All the areas where they were deployed are located at the edges of territory seized in recent weeks by the UAE-backed Southern Transitional Council separatist group.
“We have not received military instructions to move towards the two provinces,” the official stated, requesting anonymity to discuss sensitive matters.
Yemeni separatists have announced that they would not be deterred by strikes on their positions that they blamed on Saudi Arabia, but that they were nonetheless open to working with Riyadh.
“The Council affirms that such actions will not serve any path of understanding and will not deter the people of the South from continuing to move forward toward restoring their full rights,” the separatist Southern Transitional Council (STC) said.

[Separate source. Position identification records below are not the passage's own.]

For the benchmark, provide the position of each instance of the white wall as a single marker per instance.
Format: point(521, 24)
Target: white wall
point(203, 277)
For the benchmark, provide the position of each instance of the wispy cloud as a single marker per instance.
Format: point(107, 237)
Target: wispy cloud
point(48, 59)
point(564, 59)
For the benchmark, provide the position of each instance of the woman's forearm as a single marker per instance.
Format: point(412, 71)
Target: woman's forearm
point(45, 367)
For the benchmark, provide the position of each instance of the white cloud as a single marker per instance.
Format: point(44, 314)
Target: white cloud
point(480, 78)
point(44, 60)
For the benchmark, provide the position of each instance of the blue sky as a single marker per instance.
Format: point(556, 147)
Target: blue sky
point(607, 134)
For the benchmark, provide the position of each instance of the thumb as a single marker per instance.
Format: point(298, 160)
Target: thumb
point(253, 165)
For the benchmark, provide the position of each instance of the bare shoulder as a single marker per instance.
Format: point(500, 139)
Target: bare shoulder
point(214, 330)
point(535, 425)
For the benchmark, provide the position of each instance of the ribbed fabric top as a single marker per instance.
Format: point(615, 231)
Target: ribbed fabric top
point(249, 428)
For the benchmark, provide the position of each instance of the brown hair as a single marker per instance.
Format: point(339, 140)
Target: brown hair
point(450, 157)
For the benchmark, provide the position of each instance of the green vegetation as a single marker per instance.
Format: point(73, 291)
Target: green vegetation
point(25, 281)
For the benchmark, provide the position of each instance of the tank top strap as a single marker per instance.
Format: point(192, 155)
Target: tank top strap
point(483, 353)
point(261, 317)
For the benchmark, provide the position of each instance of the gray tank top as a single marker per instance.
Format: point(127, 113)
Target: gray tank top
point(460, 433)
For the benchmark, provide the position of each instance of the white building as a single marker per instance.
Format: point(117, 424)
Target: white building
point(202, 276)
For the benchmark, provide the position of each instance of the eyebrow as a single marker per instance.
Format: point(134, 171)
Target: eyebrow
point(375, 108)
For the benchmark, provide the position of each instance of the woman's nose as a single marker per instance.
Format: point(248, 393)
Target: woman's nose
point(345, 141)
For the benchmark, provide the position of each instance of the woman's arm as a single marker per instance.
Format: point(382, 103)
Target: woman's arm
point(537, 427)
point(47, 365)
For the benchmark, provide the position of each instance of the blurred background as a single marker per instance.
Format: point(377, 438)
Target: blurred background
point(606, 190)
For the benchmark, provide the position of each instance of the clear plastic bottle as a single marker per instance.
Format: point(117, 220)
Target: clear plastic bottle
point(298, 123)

Still, the group “affirms its openness to any coordination or arrangements based on guaranteeing the protection of the security, unity and integrity of the South and ensuring that security threats do not return, in a way that meets the aspirations and will of our Southern people and the common interests with our brothers in the kingdom,” they added, referring to Saudi Arabia.
Yemen’s internationally recognised government has called on a Saudi-led coalition to take military measures to support its forces in the country’s largest province Hadramawt, hours after strikes that Yemen separatists announced hit their positions there.
Yemeni news agency Saba reported after a national defence council meeting in Riyadh that the Yemeni government asked the coalition to “take all necessary military measures to protect innocent Yemeni civilians in Hadramawt province and support the armed forces” in imposing a de-escalation after separatists seized most of the province.